Every commune, ward, apartment building became a frontline in the battle. Unions and local residential associations set up "checkpoints". At my apartment complex for instance everyone entering was recorded. If a stranger showed up, they had to show their ID and introduce themselves. During the national social distancing campaign in April, it was impossible for strangers to even get into our elevator.

In many rural areas, right from the beginning villages and communes had decreed that no one could come in or go out. So when a friend wanted to receive items from the countryside, they had to pass through three checkpoints: at the village gate, at the province entrance, and at the recipient's neighborhood in Hanoi.

Public support was also manifest in the fact that the Vietnam Fatherland Front Committee received around VND2 trillion ($85.7 million) in donations for the Covid-19 fight.

A police officer in Quang Nam Province checks the body temperature ofa woman arriving from Da Nang, July 29, 2020. Photo by VnExpress/Dac Thanh.

A police officer in Quang Nam Province checks the body temperature of a woman arriving from Da Nang, July 29, 2020. Photo by VnExpress/Dac Thanh.

Another story was people’s self-awareness. During the epidemic, especially when social distancing was in place, most people complied and did not leave their home.

Stay at home, wear masks, wash hands often, avoid gatherings become the repeated mantra during the campaign and the epidemic in general.

I myself did not step out of my apartment though my press card could have got me around.

A friend of mine also bought boxes of medical masks to distribute to colleagues and neighbors. Anyone entering his office without a mask would be given one before business could begin.

But there were also things we did not do well and should strive not to repeat.

The first was fake news. Soon after the first coronavirus cases were diagnosed people began to spread false information about the number of positive cases and streets being locked down because of suspected cases on personal accounts. There were even Facebook posts about Covid-19 deaths and the government censoring news about the epidemic.

Such false news affected everyone. News about outbreaks and scarcity of goods caused many Hanoians to rush to supermarkets to buy up instant noodles on March 7, when the city's first infection was recorded.

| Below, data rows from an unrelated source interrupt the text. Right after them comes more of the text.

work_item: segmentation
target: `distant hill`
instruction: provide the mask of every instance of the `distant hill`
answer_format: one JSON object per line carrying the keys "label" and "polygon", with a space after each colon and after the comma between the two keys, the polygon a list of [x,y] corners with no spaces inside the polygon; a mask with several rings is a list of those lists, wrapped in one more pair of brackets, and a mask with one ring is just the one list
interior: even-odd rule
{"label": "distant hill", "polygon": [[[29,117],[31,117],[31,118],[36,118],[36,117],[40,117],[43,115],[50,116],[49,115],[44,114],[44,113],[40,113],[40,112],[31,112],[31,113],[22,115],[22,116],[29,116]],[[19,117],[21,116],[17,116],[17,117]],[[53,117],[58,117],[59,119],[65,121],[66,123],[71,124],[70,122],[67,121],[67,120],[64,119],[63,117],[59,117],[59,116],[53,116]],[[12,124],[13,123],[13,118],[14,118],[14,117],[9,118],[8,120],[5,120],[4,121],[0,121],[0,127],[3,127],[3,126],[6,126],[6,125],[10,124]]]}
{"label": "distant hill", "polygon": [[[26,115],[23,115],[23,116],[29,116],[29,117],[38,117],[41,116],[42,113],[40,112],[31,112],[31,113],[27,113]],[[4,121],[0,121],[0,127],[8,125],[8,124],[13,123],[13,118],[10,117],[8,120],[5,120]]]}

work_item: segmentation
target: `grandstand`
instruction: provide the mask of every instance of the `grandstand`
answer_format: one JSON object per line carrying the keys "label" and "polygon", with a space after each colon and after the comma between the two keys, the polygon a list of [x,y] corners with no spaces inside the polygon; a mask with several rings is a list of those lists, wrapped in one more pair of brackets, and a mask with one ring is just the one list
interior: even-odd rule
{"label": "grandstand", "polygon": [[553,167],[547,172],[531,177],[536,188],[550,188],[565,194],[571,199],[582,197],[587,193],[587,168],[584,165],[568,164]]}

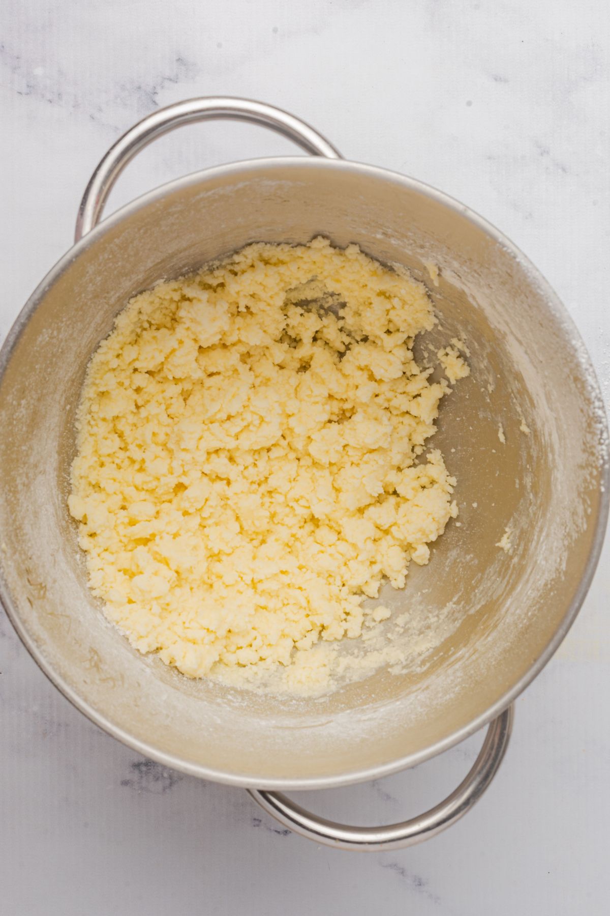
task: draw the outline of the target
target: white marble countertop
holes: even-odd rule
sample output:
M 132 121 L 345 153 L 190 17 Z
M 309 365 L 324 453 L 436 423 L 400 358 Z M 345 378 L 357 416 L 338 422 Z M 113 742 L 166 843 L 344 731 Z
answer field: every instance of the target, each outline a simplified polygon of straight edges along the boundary
M 2 19 L 0 337 L 70 245 L 90 173 L 121 132 L 182 98 L 245 95 L 500 226 L 566 303 L 610 394 L 605 0 L 5 0 Z M 185 129 L 127 169 L 112 203 L 208 165 L 290 151 L 246 125 Z M 564 644 L 518 702 L 485 798 L 436 839 L 380 856 L 318 847 L 242 791 L 138 758 L 59 695 L 0 616 L 0 909 L 607 912 L 608 553 Z M 307 801 L 331 817 L 401 819 L 452 789 L 480 742 Z

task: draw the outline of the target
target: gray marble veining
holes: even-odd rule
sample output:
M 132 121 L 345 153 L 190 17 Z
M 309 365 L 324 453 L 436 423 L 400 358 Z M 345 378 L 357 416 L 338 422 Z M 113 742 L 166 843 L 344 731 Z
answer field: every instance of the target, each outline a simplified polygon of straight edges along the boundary
M 558 290 L 610 398 L 604 0 L 5 0 L 2 19 L 0 336 L 70 245 L 82 190 L 120 132 L 182 98 L 245 95 L 499 225 Z M 180 173 L 291 151 L 245 125 L 177 132 L 125 171 L 111 206 Z M 377 856 L 316 847 L 244 792 L 138 758 L 59 696 L 0 613 L 0 909 L 601 916 L 609 592 L 606 547 L 576 624 L 518 703 L 485 799 L 433 842 Z M 306 801 L 329 817 L 401 819 L 449 791 L 480 741 Z

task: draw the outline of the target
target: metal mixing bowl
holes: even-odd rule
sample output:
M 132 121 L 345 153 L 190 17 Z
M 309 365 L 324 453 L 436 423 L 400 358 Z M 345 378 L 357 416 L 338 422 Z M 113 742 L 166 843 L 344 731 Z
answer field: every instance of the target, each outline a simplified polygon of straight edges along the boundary
M 316 156 L 198 172 L 95 226 L 139 148 L 211 117 L 264 123 Z M 466 207 L 413 179 L 345 161 L 302 122 L 243 100 L 181 103 L 129 131 L 91 180 L 81 234 L 33 293 L 0 356 L 0 587 L 21 638 L 110 734 L 169 767 L 236 786 L 378 778 L 492 722 L 457 795 L 425 823 L 407 822 L 391 835 L 320 826 L 283 797 L 255 793 L 284 823 L 339 845 L 405 845 L 446 826 L 495 772 L 509 734 L 505 711 L 565 636 L 601 549 L 607 429 L 565 310 L 520 252 Z M 127 300 L 251 242 L 318 234 L 337 245 L 357 242 L 426 283 L 440 326 L 424 347 L 433 353 L 466 335 L 472 374 L 444 400 L 433 440 L 458 479 L 461 526 L 447 527 L 427 567 L 412 566 L 404 591 L 383 593 L 422 621 L 423 661 L 413 658 L 401 673 L 381 669 L 322 699 L 286 702 L 190 681 L 133 649 L 88 589 L 66 499 L 85 368 Z M 425 262 L 440 266 L 438 287 Z M 508 552 L 497 546 L 506 527 Z

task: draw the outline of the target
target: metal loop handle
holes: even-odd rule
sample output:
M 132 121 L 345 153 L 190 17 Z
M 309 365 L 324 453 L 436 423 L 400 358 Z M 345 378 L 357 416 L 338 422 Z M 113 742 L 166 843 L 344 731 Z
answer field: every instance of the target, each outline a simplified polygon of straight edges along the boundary
M 79 207 L 75 241 L 100 222 L 104 204 L 114 182 L 134 157 L 149 143 L 170 130 L 196 121 L 248 121 L 269 127 L 289 140 L 294 140 L 306 153 L 340 159 L 341 154 L 332 144 L 305 121 L 262 102 L 222 96 L 188 99 L 166 108 L 160 108 L 139 121 L 111 147 L 91 175 Z
M 248 790 L 262 808 L 302 836 L 335 849 L 384 852 L 423 843 L 463 817 L 478 802 L 502 762 L 510 737 L 513 707 L 509 706 L 489 725 L 483 747 L 472 769 L 444 802 L 425 814 L 387 827 L 351 827 L 326 821 L 280 792 Z

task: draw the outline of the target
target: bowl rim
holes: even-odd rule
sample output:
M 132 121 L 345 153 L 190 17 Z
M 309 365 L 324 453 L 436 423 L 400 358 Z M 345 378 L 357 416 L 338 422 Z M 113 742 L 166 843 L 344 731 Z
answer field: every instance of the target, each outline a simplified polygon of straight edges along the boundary
M 77 691 L 66 682 L 66 680 L 56 671 L 45 658 L 44 650 L 37 645 L 35 639 L 28 633 L 23 625 L 18 608 L 13 601 L 8 589 L 3 569 L 2 557 L 0 556 L 0 603 L 4 606 L 6 615 L 11 621 L 22 643 L 37 662 L 43 673 L 48 678 L 51 683 L 60 691 L 73 706 L 83 713 L 91 722 L 105 731 L 108 735 L 121 741 L 133 750 L 144 757 L 155 760 L 163 766 L 179 770 L 190 776 L 197 776 L 200 779 L 210 780 L 215 782 L 224 783 L 241 788 L 250 789 L 270 789 L 270 790 L 308 790 L 308 789 L 327 789 L 338 786 L 347 786 L 353 783 L 363 782 L 369 780 L 380 779 L 389 776 L 399 770 L 408 769 L 423 763 L 425 760 L 435 757 L 443 751 L 448 750 L 455 745 L 459 744 L 478 731 L 484 725 L 488 725 L 493 719 L 498 716 L 514 700 L 525 690 L 525 688 L 540 672 L 551 656 L 555 653 L 584 601 L 586 594 L 593 581 L 597 563 L 599 562 L 610 507 L 610 463 L 608 461 L 608 425 L 602 397 L 599 381 L 593 365 L 591 356 L 586 349 L 581 334 L 565 306 L 562 304 L 549 282 L 542 274 L 532 264 L 530 258 L 525 256 L 520 249 L 503 233 L 501 233 L 493 224 L 489 223 L 476 211 L 466 204 L 451 197 L 442 191 L 420 181 L 417 179 L 403 175 L 400 172 L 382 169 L 378 166 L 368 165 L 348 159 L 328 159 L 317 157 L 302 156 L 284 156 L 284 157 L 264 157 L 261 158 L 242 159 L 225 165 L 215 166 L 209 169 L 199 169 L 168 181 L 152 191 L 142 194 L 128 203 L 123 204 L 111 215 L 102 220 L 90 233 L 84 235 L 79 242 L 75 243 L 66 254 L 59 258 L 46 277 L 35 289 L 25 306 L 17 315 L 11 326 L 2 348 L 0 348 L 0 386 L 11 359 L 16 343 L 26 328 L 30 318 L 36 311 L 39 302 L 47 290 L 54 284 L 59 277 L 68 269 L 79 256 L 91 245 L 102 238 L 107 233 L 118 225 L 123 219 L 128 218 L 137 211 L 144 209 L 149 204 L 155 203 L 167 194 L 177 191 L 182 191 L 192 185 L 202 181 L 208 181 L 216 178 L 224 177 L 243 177 L 244 173 L 255 173 L 257 170 L 268 169 L 269 168 L 278 169 L 303 169 L 304 166 L 314 169 L 327 169 L 337 171 L 354 172 L 361 177 L 381 180 L 400 185 L 409 191 L 415 191 L 437 203 L 453 210 L 462 217 L 469 220 L 474 225 L 481 229 L 492 241 L 501 245 L 519 263 L 521 268 L 528 274 L 530 280 L 535 282 L 542 293 L 546 305 L 552 317 L 559 322 L 566 336 L 573 344 L 576 351 L 577 357 L 581 363 L 592 401 L 599 409 L 600 431 L 598 435 L 597 452 L 601 466 L 601 493 L 598 507 L 597 518 L 595 519 L 595 529 L 592 540 L 591 551 L 587 557 L 587 562 L 583 570 L 583 573 L 574 593 L 570 606 L 557 627 L 552 638 L 545 647 L 544 650 L 531 663 L 528 671 L 513 684 L 505 693 L 485 713 L 476 716 L 467 725 L 455 729 L 444 738 L 435 742 L 428 747 L 413 754 L 405 755 L 396 759 L 391 759 L 384 764 L 378 764 L 374 767 L 354 769 L 338 775 L 325 777 L 302 777 L 302 778 L 283 778 L 273 779 L 257 776 L 256 774 L 238 774 L 224 772 L 203 765 L 195 764 L 188 760 L 183 760 L 170 753 L 159 750 L 154 744 L 148 741 L 142 741 L 116 725 L 105 715 L 101 714 L 94 706 L 82 700 Z

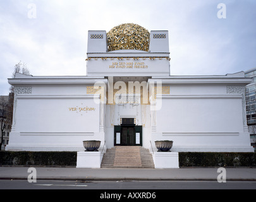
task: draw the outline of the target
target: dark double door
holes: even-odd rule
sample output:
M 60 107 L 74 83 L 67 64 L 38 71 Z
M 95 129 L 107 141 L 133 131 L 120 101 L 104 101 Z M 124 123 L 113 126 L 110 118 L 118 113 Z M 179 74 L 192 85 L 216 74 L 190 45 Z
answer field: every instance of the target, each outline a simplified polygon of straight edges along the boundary
M 114 146 L 142 146 L 142 126 L 115 126 Z
M 134 126 L 123 126 L 121 131 L 121 145 L 134 146 L 135 141 L 135 128 Z

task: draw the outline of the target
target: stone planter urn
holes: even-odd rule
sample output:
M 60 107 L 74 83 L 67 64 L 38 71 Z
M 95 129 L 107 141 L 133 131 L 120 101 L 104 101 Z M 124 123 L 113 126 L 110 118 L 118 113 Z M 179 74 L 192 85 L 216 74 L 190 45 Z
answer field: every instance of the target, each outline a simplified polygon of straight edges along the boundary
M 155 146 L 157 148 L 157 152 L 167 152 L 170 151 L 173 147 L 173 141 L 161 140 L 155 141 Z
M 101 141 L 87 140 L 83 141 L 83 143 L 85 152 L 99 152 L 98 149 L 101 146 Z

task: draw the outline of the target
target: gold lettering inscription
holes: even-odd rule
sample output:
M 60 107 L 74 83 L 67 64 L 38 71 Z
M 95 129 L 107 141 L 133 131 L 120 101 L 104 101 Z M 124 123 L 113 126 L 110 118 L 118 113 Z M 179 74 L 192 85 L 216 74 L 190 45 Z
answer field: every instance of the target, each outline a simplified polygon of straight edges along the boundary
M 68 107 L 68 109 L 70 112 L 76 112 L 76 113 L 83 112 L 87 113 L 88 112 L 96 110 L 96 109 L 95 107 L 90 107 L 88 106 L 86 106 L 85 107 L 78 107 L 78 106 L 76 106 L 76 107 Z
M 149 66 L 145 62 L 112 62 L 109 69 L 147 69 Z

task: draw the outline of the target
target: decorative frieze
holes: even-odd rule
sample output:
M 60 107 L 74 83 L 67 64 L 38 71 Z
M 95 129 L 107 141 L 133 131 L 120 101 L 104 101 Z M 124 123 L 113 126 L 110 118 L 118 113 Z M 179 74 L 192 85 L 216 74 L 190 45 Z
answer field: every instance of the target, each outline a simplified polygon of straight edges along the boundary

The second thing to be avoided is the complacency that everyone is guilty of. Two weaknesses that are almost Vietnamese "brands" are forgetfulness and complacency.

The first wave has barely passed but many people have already forgotten how to prevent it. Beer places are crowded again and passengers are arguing with flight attendants about putting on a mask on a plane.

My friend could not find a mask to buy the other night. He had told his wife to throw away all their masks since there were no local infections for days. Following a frantic search after the virus resurfaced, he found some but was gouged by the shop.

So, even after the second wave ends, we should not let down our guard.

For, every citizen is an epidemic fighter at not only the family and community levels but also national level.

*Tran Anh Tu is a journalist. The opinions expressed are his own.